18.17.4. Crypto and the related ideas of reputation, identity, and webs of trust has introduced a new angle into economic matters. I suspect there are a couple of Nobel Prizes in Economics for those who integrate these important concepts.
18.18. Loose End Loose Ends
18.18.1. What the core issues are...a tough thing to analyze
- untraceablility as a basic construct has major implications
- can often ask what the implications would be if, say:
- invisibility existed
- untraceability existed
- By "tough to analyze" I mean that things are often coflated, mixed together. Is it the "reputations" that matter, or the "anonymity"? The "untraceability" or the "digital money"?
18.18.2. Price signalling in posts...for further information
- When an article is posted, and there is more complete information available elsewhere by ftp, gopher, mosaic, etc., then how is this to to be signalled without actually advertising prominently?
- why not a code, like the "Geek code" so many people put in their sigs? The code could be parsed by a reader and used to automatically fetch the information, pay for it, etc. (Agents that can be built in to newsreaders.)
18.18.3. "What should Cypherpunks support for "cable" or "set-top box" standards?
- Caveats: My opinions, offered only to help frame the debate. And many of us reject the idea of government- mandated "standards," so my phrasing here is not meant to imply support of such standards.
- Major alternatives:
- Set-top box, with t.v. as core of access to "information superhighway." + Problems:
- limited number of channels, even if "500 channels"

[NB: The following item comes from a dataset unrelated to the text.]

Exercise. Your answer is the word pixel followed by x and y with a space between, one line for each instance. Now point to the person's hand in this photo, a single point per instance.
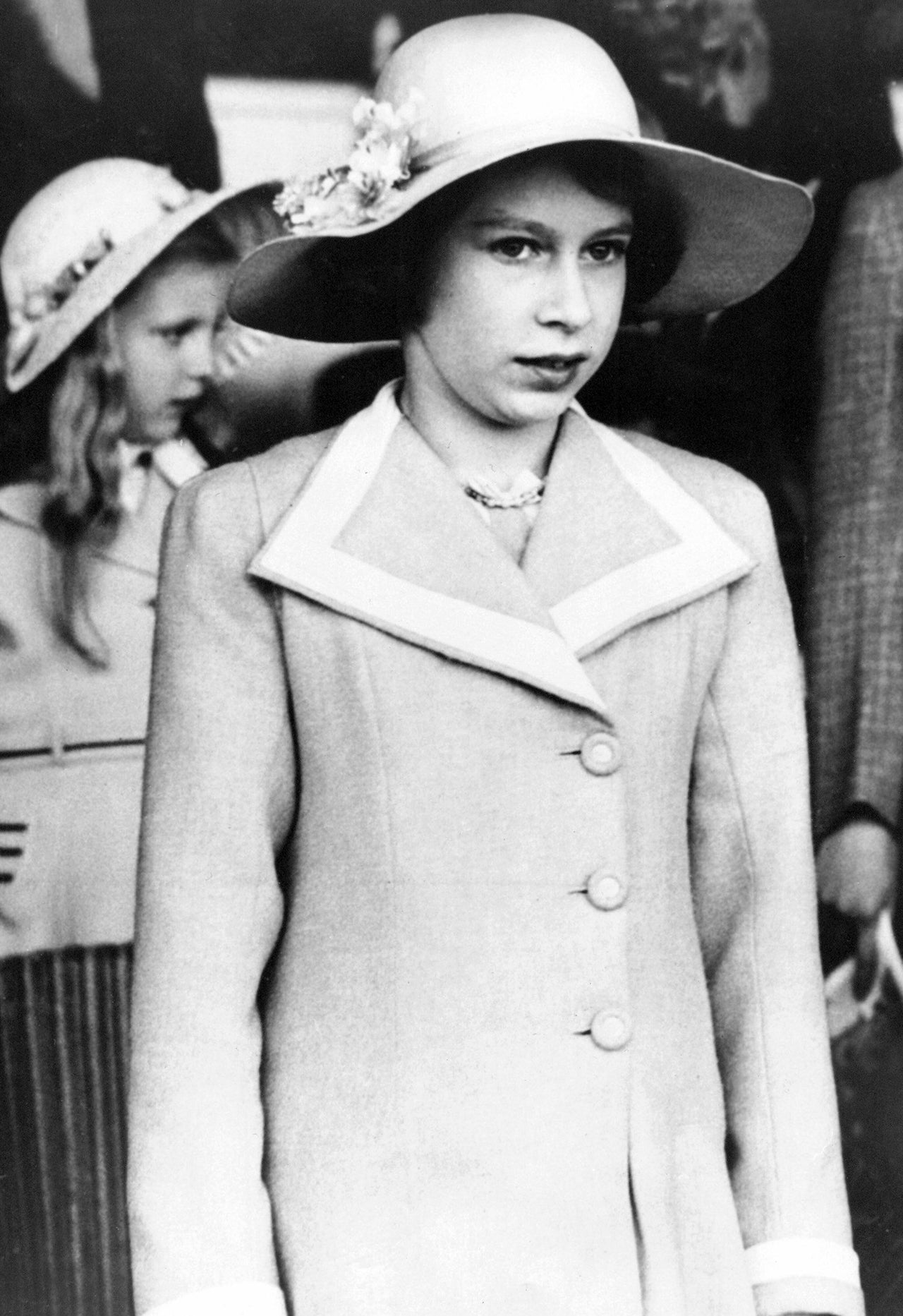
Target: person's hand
pixel 857 867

- makes t.v. the focus, loses some other capabilities
- few consumers will have television sets with the resolution capabilities that even current computer monitors have (there are reasons for this: size of monitors (related to viewing distance), NTSC constraints, age of televisions, etc.)
- Switched-packet cable, as in ATM or even SONET
(Synchronous Optical Network) access
- Switched-packet cable, as in ATM or even SONET (Synchronous Optical Network) access
- Television is just one more switched-packet transmission, not using up the bandwidth
- Radical Proposal: Complete deregulation
- let cable suppliers--especially of optical fibers, which are small and unobtrusive--lay fibers to any home they can negotiate access to
- e.g., by piggybacking on telephone lines, electrical cables, etc. (to remove the objection about unsightly new poles or cables being strung...should not be an issue with fiber optics) - let the market decide...let customers decide
- In my view, government standards are a terrible idea here. Sure, NTSC was an effective standard, but it likely would have emerged without government involvement. Ditto for Ethernet and a zillion other standards. No need for government involvement.
- Of course, when industry groups meet to discuss standards, one hopes that antitrust laws will not be invoked.
18.18.4. minor point: the importance of "But does it scale?" is often exaggerated
- in many cases, it's much more important to simply get something deployed than it is to worry in advance about how it will break if too many people use it (e.g., MacDonald's worrying in 1955 about scalabilty of their business).
- Remailer networks, for example, may not scale especially well in their current form...but who cares? Getting them used will allow further refinement.